Please start any new threads on our new site at https://forums.sqlteam.com. We've got lots of great SQL Server experts to answer whatever question you can come up with.

 All Forums
 SQL Server 2000 Forums
 Transact-SQL (2000)
 Looking for Suggestions

Author  Topic 

Taragor
Starting Member

46 Posts

Posted - 2007-10-19 : 11:22:34

Good Morning Everyone,

I'm looking for some suggestions as to the best possible approach
for some data comparisson transactions.

Table 1:
Commulative Data
Currently approximately 25million records

Table 2:
Monthly temporary processing table
Approximately 1.5million records

Requirement:
Based on a 3 field criteria, I need to do a lookup in table 1
for each record in table 2 and see if this record already exists.
If the record exists, I need to replace the data in table 1 with
the data from table 2.

Difficulties:
Table 1 has indexes that aren't setup on the criteria fields, and these indexes can't be changed since queries are done based on other criterias and this would slow down those lookups.

My current considerations are:

1) Create a third table that contains only the identifying key and 3 criteria fields from table 1 (concatinated together so basically 1 id field and 1 field with the 3 values) and do all table 2 lookups against this table. This would allow me to index the criteria field to maximize the lookup process.

*This means duplicated data and will require more storage space

2) Do the lookup directly against table 1.

*My concern is that having to search 1.5million times through 25million + records is going to be a nightmare.

3) Prior to processing, create a temporary table with the id field and concatinated criteria fields (see example 1) and do lookups against this table.

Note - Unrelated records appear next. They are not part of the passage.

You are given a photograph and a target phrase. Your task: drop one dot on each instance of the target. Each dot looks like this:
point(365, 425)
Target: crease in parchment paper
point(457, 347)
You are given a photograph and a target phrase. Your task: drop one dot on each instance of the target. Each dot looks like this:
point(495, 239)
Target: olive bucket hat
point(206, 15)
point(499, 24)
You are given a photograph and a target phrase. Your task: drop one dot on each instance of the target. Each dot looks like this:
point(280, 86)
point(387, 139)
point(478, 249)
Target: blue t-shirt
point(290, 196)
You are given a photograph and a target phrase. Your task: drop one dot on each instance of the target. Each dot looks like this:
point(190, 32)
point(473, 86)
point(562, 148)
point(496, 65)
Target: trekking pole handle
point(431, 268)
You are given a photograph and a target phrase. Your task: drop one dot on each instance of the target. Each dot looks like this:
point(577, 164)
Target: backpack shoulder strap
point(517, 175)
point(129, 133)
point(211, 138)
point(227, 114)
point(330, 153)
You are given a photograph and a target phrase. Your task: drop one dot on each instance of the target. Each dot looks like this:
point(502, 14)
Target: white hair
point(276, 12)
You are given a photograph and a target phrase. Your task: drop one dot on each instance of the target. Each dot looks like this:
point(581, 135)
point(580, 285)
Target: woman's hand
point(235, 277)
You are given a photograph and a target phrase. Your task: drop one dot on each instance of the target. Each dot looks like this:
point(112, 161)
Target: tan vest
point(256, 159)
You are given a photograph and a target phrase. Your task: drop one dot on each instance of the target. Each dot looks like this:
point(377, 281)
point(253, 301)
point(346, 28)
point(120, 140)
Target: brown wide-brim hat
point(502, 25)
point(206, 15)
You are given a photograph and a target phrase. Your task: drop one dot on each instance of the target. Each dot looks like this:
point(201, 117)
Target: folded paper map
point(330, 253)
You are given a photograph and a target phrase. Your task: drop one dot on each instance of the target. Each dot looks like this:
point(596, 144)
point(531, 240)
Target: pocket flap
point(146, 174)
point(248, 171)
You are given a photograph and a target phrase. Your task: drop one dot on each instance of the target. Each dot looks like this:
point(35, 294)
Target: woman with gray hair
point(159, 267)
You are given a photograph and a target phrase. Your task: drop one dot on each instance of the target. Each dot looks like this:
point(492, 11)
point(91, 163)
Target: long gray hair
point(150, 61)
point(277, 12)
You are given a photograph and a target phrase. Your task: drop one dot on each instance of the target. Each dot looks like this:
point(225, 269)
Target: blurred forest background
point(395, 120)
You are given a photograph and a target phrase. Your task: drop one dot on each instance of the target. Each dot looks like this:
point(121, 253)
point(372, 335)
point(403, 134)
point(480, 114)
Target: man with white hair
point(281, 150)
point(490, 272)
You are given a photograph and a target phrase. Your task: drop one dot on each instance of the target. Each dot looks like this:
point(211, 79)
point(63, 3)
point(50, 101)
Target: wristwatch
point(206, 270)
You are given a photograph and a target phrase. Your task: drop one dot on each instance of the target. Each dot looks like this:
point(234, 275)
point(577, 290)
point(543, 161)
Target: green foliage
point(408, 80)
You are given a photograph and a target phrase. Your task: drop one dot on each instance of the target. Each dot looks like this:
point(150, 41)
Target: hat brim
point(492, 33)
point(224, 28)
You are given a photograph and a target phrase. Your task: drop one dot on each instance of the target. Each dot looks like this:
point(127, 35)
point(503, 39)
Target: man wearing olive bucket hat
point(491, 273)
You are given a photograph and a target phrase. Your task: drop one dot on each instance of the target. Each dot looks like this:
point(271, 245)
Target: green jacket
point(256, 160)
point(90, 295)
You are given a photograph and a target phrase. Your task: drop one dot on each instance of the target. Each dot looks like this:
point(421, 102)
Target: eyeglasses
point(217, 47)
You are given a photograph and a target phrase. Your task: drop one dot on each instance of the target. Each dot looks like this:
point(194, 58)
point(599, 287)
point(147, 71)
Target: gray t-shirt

Once processing is completed, this table can be deleted.

*Increased processing time to create the temporary table
**Storage increase requirement will only be during production processing.

Note:

This process will only run once a month and is done during off hours where the DB is not being accessed by anyone.

Do any of the above strategies make sense or am I completely out in left field? :)

Any and all suggestions are appreciated.


Tar

Kristen
Test

22859 Posts

Posted - 2007-10-20 : 04:41:59
"Table 1 has indexes that aren't setup on the criteria fields, and these indexes can't be changed since queries are done based on other criterias and this would slow down those lookups."

Why would adding indexes slow down existing queries?

Are you basically saying:

UPDATE T1
SET Col1 = T2.Col1, ...
FROM Table1 AS T1
JOIN Table2 AS T2
ON T2.MyPK = T1.MyPK
WHERE T1.Col1 <> T2.Col1 OR T1.Col2 <> T2.Col2 ...

Doing an update like this for in excess of 1 million records may be problematic (slow / strain on TLog file size, etc.), and it may be better to batch it into, say, 100,000 updates per iteration. (Testing will tell what Batch size is reasonable)

However, if you do it in batches it won't be atomic, nor possible to ROLLBACK.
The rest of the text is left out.